Morally speaking this trait of human nature has disastrous consequences.  When we stray from the truth, from the moral absolutes, we redefine them in our own minds and lives, but the truth does not change.  Jesus does not change. His message of Love, repentance and forgiveness does not change. His church’s doctrine does not change.

We as a society have pushed the limits and redefined so much that it’s hard to know what the truth is anymore.  Take the hot topic of marriage today.  Our society can pass all the laws they want and our nation is certainly speaking out and rallying around ‘same sex marriage’.  The definition of marriage is being redefined before our very eyes but that doesn’t make it the new truth.  Our youngest children are likely to grow up with this new definition of marriage and they will not remember when it was different, even though it was for over 2000 years!!  The moral truth for them will be obscured.  That is, the idea that marriage is a vocation, and God does not call everyone to that vocation equally, will be lost completely, if not for the voice of the faithful speaking out.  Forget the idea that marriage is ordered for the purpose of sanctity and sainthood and not merely personal pleasure. That concept is long gone already.  So how did marriage as Jesus defined it, become something else?   How did we get here???

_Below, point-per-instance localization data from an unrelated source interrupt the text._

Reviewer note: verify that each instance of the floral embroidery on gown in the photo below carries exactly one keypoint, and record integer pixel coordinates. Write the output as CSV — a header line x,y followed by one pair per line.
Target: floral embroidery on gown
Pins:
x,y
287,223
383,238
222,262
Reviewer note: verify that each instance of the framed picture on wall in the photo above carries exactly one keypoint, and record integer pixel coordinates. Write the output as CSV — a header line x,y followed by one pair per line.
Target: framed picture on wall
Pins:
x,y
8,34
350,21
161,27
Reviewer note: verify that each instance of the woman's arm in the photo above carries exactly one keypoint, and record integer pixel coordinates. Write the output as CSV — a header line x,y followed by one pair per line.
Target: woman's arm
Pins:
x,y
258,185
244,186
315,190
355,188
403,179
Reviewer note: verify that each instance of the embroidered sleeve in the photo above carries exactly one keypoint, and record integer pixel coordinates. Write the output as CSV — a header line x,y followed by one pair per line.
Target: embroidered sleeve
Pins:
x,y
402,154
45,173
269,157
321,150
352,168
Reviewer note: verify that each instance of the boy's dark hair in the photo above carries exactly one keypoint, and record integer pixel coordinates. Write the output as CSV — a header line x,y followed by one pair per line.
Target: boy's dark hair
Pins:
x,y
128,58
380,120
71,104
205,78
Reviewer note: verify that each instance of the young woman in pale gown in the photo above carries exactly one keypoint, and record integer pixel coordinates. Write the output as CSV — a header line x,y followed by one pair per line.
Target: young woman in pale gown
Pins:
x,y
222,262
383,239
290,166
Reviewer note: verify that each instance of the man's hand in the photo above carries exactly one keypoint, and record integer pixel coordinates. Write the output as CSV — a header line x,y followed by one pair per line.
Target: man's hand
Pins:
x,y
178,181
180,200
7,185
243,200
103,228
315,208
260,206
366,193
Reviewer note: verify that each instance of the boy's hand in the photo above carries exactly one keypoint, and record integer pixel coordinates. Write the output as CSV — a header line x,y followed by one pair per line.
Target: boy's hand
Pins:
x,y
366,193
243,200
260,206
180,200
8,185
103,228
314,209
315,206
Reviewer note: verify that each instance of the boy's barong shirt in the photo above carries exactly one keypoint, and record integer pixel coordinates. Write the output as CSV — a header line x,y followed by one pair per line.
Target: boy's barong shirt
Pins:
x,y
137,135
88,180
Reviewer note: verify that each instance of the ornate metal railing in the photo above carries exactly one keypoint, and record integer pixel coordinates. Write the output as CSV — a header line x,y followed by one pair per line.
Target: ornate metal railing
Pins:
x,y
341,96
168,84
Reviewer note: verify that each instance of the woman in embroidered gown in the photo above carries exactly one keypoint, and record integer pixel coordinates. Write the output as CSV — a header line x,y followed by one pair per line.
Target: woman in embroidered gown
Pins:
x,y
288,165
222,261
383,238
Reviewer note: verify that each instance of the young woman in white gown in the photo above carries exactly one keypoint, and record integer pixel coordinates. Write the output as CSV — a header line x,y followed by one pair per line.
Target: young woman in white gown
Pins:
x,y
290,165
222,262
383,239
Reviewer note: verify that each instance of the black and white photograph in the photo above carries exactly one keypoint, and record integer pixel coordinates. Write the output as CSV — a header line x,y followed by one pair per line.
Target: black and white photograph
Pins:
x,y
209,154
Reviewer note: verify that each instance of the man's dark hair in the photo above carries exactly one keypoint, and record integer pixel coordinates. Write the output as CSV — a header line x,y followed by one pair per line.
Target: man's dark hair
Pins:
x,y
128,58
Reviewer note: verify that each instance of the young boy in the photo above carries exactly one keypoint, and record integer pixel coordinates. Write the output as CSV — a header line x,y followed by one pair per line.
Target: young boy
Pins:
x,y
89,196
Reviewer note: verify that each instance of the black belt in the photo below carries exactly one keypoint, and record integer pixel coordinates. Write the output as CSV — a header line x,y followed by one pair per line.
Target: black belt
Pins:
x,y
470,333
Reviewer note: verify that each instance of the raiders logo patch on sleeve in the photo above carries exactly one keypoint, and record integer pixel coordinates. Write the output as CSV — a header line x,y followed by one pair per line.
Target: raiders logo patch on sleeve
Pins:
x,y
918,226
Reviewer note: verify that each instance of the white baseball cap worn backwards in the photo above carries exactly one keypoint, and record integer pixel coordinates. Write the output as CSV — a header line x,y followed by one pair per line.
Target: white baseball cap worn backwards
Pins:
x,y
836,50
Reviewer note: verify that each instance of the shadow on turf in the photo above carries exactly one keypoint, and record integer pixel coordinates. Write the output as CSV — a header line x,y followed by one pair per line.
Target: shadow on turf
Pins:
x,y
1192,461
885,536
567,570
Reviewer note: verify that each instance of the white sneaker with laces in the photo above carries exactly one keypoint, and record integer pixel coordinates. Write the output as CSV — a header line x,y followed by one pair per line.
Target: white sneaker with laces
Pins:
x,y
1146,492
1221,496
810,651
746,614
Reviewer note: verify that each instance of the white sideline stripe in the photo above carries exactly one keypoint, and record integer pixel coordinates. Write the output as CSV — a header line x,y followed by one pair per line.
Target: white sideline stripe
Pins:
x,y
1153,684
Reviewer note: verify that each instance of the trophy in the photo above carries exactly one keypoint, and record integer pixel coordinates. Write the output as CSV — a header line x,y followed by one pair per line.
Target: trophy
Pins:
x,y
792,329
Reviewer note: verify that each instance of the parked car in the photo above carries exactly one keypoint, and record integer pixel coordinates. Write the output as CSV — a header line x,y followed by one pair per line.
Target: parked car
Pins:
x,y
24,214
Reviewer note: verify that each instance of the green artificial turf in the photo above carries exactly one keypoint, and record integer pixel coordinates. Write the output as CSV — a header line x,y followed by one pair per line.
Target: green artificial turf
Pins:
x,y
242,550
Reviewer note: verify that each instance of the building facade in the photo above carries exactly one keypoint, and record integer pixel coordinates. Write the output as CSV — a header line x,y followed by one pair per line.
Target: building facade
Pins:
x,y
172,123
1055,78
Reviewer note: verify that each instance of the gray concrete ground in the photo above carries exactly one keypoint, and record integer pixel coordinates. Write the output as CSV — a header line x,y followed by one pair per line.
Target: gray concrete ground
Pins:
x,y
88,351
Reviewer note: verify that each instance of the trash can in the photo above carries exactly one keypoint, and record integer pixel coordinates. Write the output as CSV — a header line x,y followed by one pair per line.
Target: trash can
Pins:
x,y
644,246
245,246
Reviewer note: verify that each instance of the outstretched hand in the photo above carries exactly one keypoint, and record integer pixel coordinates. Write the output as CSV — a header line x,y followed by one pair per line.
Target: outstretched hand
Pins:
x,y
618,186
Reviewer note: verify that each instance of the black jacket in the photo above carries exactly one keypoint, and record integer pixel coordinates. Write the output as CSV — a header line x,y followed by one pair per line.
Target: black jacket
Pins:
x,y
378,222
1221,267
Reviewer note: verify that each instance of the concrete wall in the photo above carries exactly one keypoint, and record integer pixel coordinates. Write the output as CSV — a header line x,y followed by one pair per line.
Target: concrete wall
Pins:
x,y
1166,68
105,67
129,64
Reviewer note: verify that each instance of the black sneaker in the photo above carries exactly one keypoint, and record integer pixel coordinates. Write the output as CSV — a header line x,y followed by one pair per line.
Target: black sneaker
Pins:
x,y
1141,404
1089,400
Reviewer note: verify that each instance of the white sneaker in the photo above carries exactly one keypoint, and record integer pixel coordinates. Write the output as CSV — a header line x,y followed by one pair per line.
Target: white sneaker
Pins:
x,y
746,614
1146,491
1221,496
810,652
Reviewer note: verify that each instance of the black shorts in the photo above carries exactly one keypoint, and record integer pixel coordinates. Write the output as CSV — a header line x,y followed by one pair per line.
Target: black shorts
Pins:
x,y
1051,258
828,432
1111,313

The answer is, we crept here; slowly, steadily, methodically, like the needle on my speedometer. We have gone along with the crowd and pushed the limits a little at a time with no regard to any moral authority, and here we are.

There was a time when society as a whole understood that a baby in the womb was a God-given life and it was implied that it was wrong to kill it.  Imagine that?  There was a time that sexual activity outside of marriage was understood to be wrong, which is not to say it never happened of course.  In fact it was happening so much that rather than striving to overcome the sin we collectively decided it just shouldn’t be a sin anymore.

And here we are, raising up a generation that serves the self and not the Lord.  How can they when they don’t even know that killing babies in the womb is a sin, and a mortal one at that?

We crept here.  We are creeping still.

I was completely unfazed as my speed crept up and I was cruising happily along with a zippy little Porsche and engine revving ‘vette.  The speed limit signs posted frequently along the way didn’t draw my attention at all.  The earlier pep talk, in which I defined my own limit of speeding, was totally forgotten as I was swept up in the idea of getting home just a little sooner with seemingly no harm done.  Until finally at somewhere around 85 mph I caught a sobering glimpse of a black and white and hit the brakes, heart racing!  One glimpse of the enforcer brought me back to reality in an instant!  What was I thinking???  There are certain and unhappy consequences for breaking the speed limit and just because others were fine with that I definitely was not.  The price is not worth it; being pulled over with kids in the car and explaining to them that I broke the law, the ticket, and the insurance – all much more than I was willing to pay.  I let myself be led astray as my discipline went temporarily out the window.  And what if I had to face an even higher authority than a police officer, like a judge for instance?  I am far too chicken for that!

Jesus established His truth and His authority when He walked among men.  He knew the weakness of human nature and knew we would need a moral authority to keep us in check.  The church no longer seems to keep society-at-large in check but we will all face a higher authority and ignoring this fact doesn’t make it any less true and real.  When we do will our hearts race in fear of the possible consequences?  Is the price we will have to pay worth it?

I am a sinner.  We are all sinners.  My sin is before my God, not because I don’t know any better, but because I am human.

Mea culpa.

If we fall and we know it we have recourse to the divine mercy and forgiveness of our savior.  It’s simple.  But for so much of society that is fallen and doesn’t know it, what will it take to shake them awake?

How will God get their attention before it’s too late???

1 Cor 3:11 “But each one must be careful how he builds upon it, for no one can lay a foundation other than the one that is there, namely, Jesus Christ.”